# Ingesting NYC taxi data into PostgreSQL database

## Load packages and NYC taxi data from January 2021.

Load packages.

In [1]:
from pathlib import Path

import pandas as pd
import sqlalchemy as sa

Load NYC taxi data from January 2021.

In [2]:
DATA_PATH = Path(
    "../data/"
)

PGSERVER_PATH = Path(
    "../../pg-server/"
)

HOST_PATH = Path(
    "../../host/"
)

CERTS_PATH = Path(
    "../certs/"
)

In [None]:
nyc_taxi = pd.read_parquet(DATA_PATH/"yellow_tripdata_2021-01_prepared.parquet")

nyc_taxi

## Define PostgreSQL schema for the table storing NYC taxi data

Define the SQLAlchemy engine to enable communications between a client and our PostgreSQL server.

In [4]:
username = "fmerinocasallo_writer"
passwd = open(PGSERVER_PATH/"passwds/pg-fmerinocasallo_writer-passwd.txt").readline().rstrip()

hostname = "172.19.0.70"
port = [
    line.split(" ")[2].rstrip()
    for line in open(PGSERVER_PATH/"conf/postgresql.conf").readlines()
    if line.startswith("port")
][-1]

database = "de_zoomcamp"
schema = "nyc_taxi"

url = f"postgresql://{username}:{passwd}@{hostname}/{database}"
connect_args = {
    "port": port,
    "sslmode": "verify-full",
    "sslrootcert": PGSERVER_PATH/"certs/ca/server/server-ca.crt",
    "sslcert": HOST_PATH/"certs/client/writer/fmerinocasallo_writer.crt",
    "sslkey": HOST_PATH/"certs/client/writer/fmerinocasallo_writer.key",
}

engine = sa.create_engine(url=url, connect_args=connect_args, echo=True)

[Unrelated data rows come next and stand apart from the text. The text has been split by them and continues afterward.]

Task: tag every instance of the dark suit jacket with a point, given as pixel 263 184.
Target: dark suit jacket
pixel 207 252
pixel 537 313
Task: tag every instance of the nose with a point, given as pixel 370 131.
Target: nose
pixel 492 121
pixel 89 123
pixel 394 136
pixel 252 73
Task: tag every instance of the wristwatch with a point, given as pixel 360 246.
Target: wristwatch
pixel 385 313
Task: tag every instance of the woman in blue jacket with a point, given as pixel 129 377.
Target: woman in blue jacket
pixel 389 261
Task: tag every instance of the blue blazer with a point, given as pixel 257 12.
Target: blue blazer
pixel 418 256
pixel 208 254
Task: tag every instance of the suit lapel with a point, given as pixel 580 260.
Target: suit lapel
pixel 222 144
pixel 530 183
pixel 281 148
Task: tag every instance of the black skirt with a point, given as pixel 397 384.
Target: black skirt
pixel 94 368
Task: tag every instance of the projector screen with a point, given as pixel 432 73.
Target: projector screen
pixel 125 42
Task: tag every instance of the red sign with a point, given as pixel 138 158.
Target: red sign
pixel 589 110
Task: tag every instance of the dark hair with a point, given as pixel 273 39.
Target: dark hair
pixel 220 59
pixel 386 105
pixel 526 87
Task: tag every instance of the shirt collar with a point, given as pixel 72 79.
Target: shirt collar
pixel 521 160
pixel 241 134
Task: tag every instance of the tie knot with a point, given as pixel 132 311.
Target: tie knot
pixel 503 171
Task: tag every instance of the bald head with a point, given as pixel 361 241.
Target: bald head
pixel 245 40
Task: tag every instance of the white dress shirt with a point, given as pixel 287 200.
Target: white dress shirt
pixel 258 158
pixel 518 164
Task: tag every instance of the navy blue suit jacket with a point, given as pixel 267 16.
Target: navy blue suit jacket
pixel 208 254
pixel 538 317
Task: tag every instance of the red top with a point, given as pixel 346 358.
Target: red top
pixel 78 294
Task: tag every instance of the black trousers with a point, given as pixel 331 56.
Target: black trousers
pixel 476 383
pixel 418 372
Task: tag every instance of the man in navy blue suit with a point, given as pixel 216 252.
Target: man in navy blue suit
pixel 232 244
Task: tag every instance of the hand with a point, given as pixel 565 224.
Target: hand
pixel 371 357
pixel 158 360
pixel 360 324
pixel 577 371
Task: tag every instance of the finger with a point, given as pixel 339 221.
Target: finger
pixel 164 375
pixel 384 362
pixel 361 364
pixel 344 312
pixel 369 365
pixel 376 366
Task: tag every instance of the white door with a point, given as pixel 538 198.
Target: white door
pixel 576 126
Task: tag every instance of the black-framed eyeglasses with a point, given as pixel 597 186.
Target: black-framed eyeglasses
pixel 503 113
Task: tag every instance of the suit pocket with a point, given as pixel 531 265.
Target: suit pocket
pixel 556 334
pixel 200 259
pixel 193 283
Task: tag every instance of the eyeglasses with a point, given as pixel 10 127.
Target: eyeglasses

Check Panda's suggested SQL statement to create a new table that will store the processed data.

In [None]:
print(pd.io.sql.get_schema(nyc_taxi, "nyc_taxi"))

Define the schema for a new PostgreSQL table storing NYC taxi data associated with trips during January 2021. According
to [PostgreSQL's official documentation](https://www.postgresql.org/docs/current/datatype-numeric.html):

1. On all currently supported platforms, the `REAL` type has a range of around 1E-37 to 1E+37 with a
precision of at least 6 decimal digits. The `DOUBLE PRECISION` type has a range of around 1E-307 to 1E+308 with a
precision of at least 15 digits.
2. The type `INTEGER` is the common choice, as it offers the best balance between range, storage size, and performance.
The `SMALLINT` type is generally only used if disk space is at a premium. The `BIGINT` type is designed to be used when
the range of the `INTEGER` type is insufficient.

For our specific use case, we assume `REAL` and `INTEGER` to be the most suitable data types for all the numerical
columns/attributes except `dt`. For the `dt` column/attribute, which originally stored the duration of each trip as
'timedelta' values in our PARQUET file and now will store this information as integer values (ns frequency) in the
database, we opt for `BIGINT`. Note that 15 minutes equals 9E+11 ns. Using these inexact data types instead of
`NUMERIC`/`DECIMAL` will offer noticeable performance gains at the expense of negligible precision losses, as monetary
amounts in this sector are stored with only 2 decimal digits at most.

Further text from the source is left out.